Keine drohende Gefahr mehr?
Ein Problem, das die Mercedes-Modelle dieser Ära plagte, war ein vermeintlich umweltfreundlicher Kabelbaum, der im Laufe der Zeit der Hitze des Motorraums ausgesetzt wurde und in seine ursprünglichen Bestandteile zerfiel. Erfreulicherweise stellt der Verkäufer dieses Benz fest, dass sein Motorraum-Kabelbaum durch eine überarbeitete Version ersetzt wurde, die kein so schändliches Schicksal erleiden wird.
Das ist so ziemlich das einzige große Problem, mit dem Besitzer der W124-Serie konfrontiert sind. Klar, das sind immer noch alte deutsche Autos, mit den Macken und Problemen, die fast alle älteren Autos haben – nur mit einem deutschen Touch – also ist es am besten, das beste Auto zu kaufen, das man finden kann.
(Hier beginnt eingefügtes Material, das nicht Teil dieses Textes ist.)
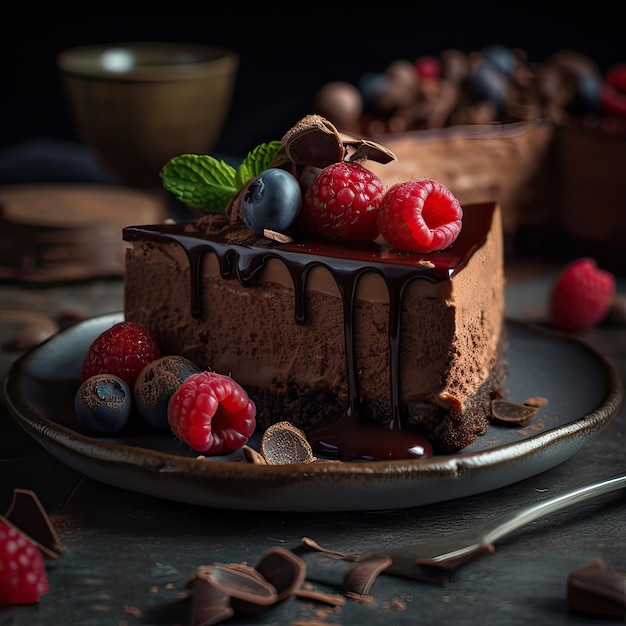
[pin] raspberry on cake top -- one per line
(370, 318)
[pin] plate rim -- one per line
(53, 436)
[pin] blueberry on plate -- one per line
(272, 201)
(103, 403)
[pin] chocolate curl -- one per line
(593, 589)
(355, 576)
(28, 516)
(210, 603)
(223, 590)
(283, 569)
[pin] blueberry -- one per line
(272, 200)
(103, 403)
(156, 384)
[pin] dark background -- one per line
(283, 61)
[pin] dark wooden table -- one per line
(128, 557)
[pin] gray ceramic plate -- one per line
(583, 388)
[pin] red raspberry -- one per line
(581, 295)
(123, 350)
(420, 215)
(212, 413)
(342, 202)
(23, 577)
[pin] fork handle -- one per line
(508, 523)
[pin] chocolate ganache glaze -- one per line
(345, 435)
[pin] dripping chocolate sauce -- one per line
(343, 436)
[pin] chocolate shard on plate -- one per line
(595, 590)
(27, 514)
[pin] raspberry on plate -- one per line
(23, 577)
(581, 295)
(420, 215)
(122, 350)
(212, 413)
(342, 202)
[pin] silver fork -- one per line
(433, 561)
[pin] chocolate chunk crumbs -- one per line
(368, 600)
(512, 413)
(332, 599)
(275, 236)
(593, 589)
(307, 542)
(284, 443)
(28, 516)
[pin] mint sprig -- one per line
(206, 184)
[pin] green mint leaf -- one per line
(257, 161)
(202, 182)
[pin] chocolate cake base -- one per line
(320, 332)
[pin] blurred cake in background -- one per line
(546, 140)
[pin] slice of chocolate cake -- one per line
(367, 348)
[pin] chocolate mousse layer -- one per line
(331, 337)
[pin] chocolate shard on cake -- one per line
(372, 351)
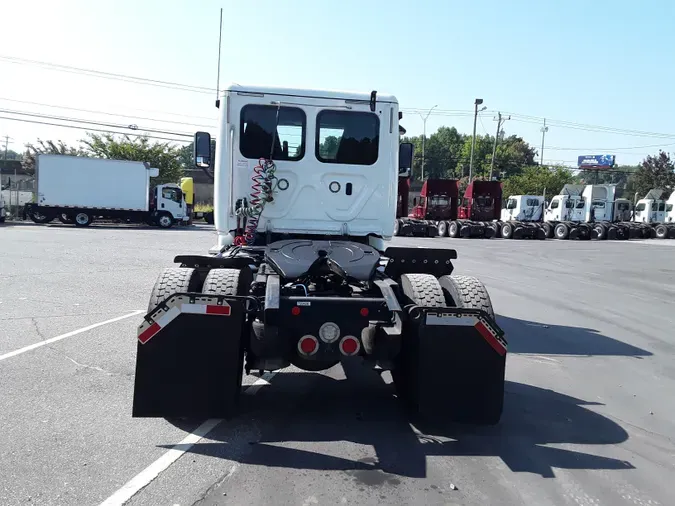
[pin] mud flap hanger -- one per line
(190, 303)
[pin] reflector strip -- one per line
(497, 345)
(222, 310)
(455, 321)
(145, 336)
(147, 330)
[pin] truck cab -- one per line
(328, 157)
(438, 200)
(653, 208)
(482, 201)
(523, 208)
(169, 198)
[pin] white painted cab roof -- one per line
(310, 93)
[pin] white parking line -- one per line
(145, 477)
(68, 334)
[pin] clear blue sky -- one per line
(593, 62)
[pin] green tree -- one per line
(328, 148)
(655, 172)
(46, 147)
(187, 158)
(11, 155)
(534, 179)
(164, 156)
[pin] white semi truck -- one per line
(304, 273)
(592, 212)
(522, 217)
(657, 212)
(81, 190)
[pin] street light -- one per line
(477, 102)
(424, 135)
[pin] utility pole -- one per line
(494, 147)
(424, 136)
(543, 130)
(5, 165)
(476, 103)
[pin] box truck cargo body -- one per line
(80, 190)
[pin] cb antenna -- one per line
(220, 37)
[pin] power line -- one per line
(88, 122)
(93, 129)
(109, 75)
(201, 125)
(206, 90)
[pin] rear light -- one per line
(308, 345)
(350, 345)
(329, 332)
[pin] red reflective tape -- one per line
(145, 336)
(224, 310)
(492, 340)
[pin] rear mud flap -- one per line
(189, 357)
(529, 232)
(452, 366)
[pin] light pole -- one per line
(543, 131)
(500, 121)
(424, 136)
(477, 102)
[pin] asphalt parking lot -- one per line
(589, 412)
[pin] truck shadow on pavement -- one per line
(291, 422)
(537, 338)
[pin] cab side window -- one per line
(347, 137)
(259, 138)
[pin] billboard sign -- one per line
(596, 161)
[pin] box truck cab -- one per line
(80, 190)
(3, 212)
(523, 208)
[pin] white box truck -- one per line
(79, 190)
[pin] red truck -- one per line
(439, 211)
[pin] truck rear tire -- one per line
(507, 231)
(82, 219)
(473, 390)
(231, 282)
(453, 229)
(422, 290)
(561, 231)
(165, 221)
(174, 280)
(601, 232)
(548, 230)
(227, 282)
(661, 231)
(466, 292)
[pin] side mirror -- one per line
(202, 149)
(405, 157)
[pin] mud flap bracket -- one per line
(453, 365)
(189, 357)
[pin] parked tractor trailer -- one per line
(589, 212)
(80, 190)
(283, 286)
(439, 211)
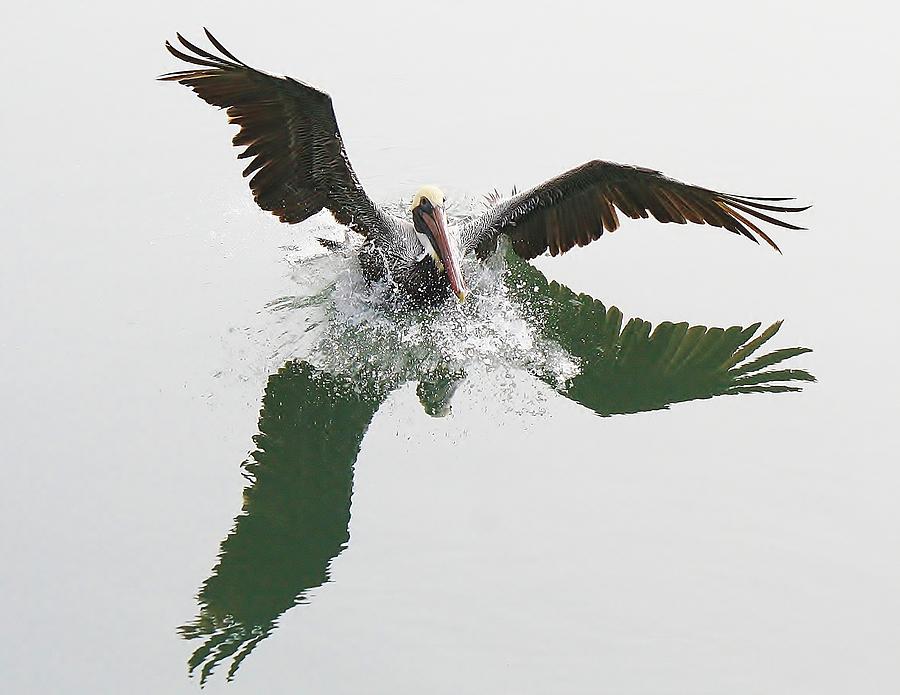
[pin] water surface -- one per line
(191, 452)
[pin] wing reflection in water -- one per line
(296, 512)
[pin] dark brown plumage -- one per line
(290, 133)
(299, 166)
(576, 207)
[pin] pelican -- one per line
(291, 137)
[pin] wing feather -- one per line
(577, 206)
(297, 157)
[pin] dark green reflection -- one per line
(296, 511)
(295, 516)
(633, 367)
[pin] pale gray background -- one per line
(740, 545)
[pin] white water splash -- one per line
(341, 323)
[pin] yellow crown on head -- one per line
(433, 193)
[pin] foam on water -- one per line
(343, 324)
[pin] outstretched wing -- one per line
(290, 133)
(576, 207)
(295, 516)
(635, 367)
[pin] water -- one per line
(222, 448)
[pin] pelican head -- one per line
(428, 218)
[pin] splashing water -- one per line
(341, 323)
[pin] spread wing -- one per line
(630, 367)
(576, 207)
(290, 133)
(295, 515)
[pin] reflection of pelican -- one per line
(297, 510)
(295, 148)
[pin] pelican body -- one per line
(300, 166)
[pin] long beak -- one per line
(447, 251)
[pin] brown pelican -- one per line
(294, 145)
(296, 508)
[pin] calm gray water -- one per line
(524, 543)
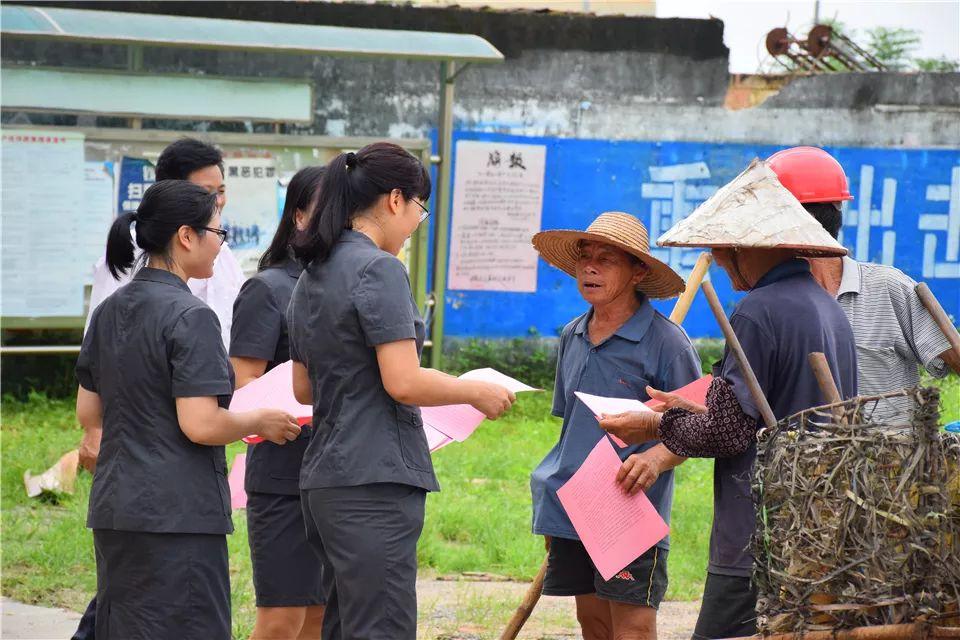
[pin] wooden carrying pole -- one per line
(679, 313)
(693, 284)
(939, 316)
(821, 370)
(734, 345)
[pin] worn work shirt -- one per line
(785, 317)
(148, 344)
(260, 331)
(341, 309)
(894, 332)
(648, 349)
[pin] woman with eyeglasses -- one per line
(287, 570)
(355, 339)
(155, 380)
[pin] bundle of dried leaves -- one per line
(858, 520)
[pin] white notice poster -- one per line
(44, 219)
(250, 216)
(497, 202)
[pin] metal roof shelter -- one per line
(453, 52)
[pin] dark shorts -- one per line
(162, 586)
(368, 535)
(728, 609)
(570, 572)
(287, 569)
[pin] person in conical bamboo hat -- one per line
(616, 349)
(758, 233)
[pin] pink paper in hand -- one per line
(615, 528)
(457, 421)
(238, 497)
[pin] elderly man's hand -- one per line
(666, 401)
(633, 427)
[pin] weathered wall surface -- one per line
(612, 98)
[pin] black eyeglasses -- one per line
(426, 212)
(220, 232)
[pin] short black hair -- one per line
(186, 155)
(828, 214)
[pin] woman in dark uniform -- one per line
(155, 378)
(355, 339)
(287, 570)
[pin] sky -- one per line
(746, 23)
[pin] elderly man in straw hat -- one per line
(758, 233)
(616, 349)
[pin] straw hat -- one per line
(753, 211)
(561, 248)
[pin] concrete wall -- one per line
(610, 98)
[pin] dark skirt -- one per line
(287, 569)
(160, 586)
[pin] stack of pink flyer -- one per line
(615, 528)
(457, 422)
(272, 390)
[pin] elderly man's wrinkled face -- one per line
(605, 273)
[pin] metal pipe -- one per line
(444, 174)
(36, 349)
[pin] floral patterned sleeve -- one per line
(723, 431)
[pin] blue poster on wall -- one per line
(905, 213)
(135, 176)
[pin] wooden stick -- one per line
(679, 313)
(734, 345)
(682, 306)
(939, 316)
(821, 370)
(530, 599)
(918, 630)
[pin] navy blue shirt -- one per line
(341, 309)
(648, 349)
(149, 343)
(259, 330)
(785, 317)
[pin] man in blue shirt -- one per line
(757, 230)
(617, 348)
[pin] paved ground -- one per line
(451, 610)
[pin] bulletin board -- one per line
(63, 186)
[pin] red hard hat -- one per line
(810, 174)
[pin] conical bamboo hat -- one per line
(753, 211)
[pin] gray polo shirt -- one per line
(894, 332)
(648, 349)
(148, 344)
(341, 309)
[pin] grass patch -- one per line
(480, 521)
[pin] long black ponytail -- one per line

Dieser E320 wird mit einem sauberen Titel, zwei Schlüsselanhängern, dem werksseitigen Windabweiser und einem Satz Reifen mit sehr wenigen Kilometern geliefert. Außerdem scheint es in einem hervorragenden Zustand zu sein, bis hin zum makellos sauberen Motorraum. Sollten hier Arbeiten nötig sein, geht es zumindest einigermaßen sauber vonstatten.
Bargeld für den Unterricht
Nehmen wir also an, Sie sind einem dieser Country-Clubs beigetreten, in denen sich die Wohlhabenden und diejenigen treffen, die ihre Kreditkarten so sehr ausstrecken, dass sie mit ihnen herumtollen. Würde dieser E320 mit seiner dauerhaften Klasse und seinem Elan immer noch einen Eindruck hinterlassen? Genauer gesagt: Würden die wohlhabenden Leute die Nase rümpfen, wenn sie feststellen, dass es nur 15.499 US-Dollar kostet?
Was denken Sie? Hat dieser Benz noch das Zeug, zu beeindrucken? Und wenn ja, wie beeindruckt sind Sie von dem geforderten Preis von 15.499 US-Dollar? Scheint das eine kluge finanzielle Investition zu sein? Oder ist das zu viel Geld für einen Country-Club-Anwärter?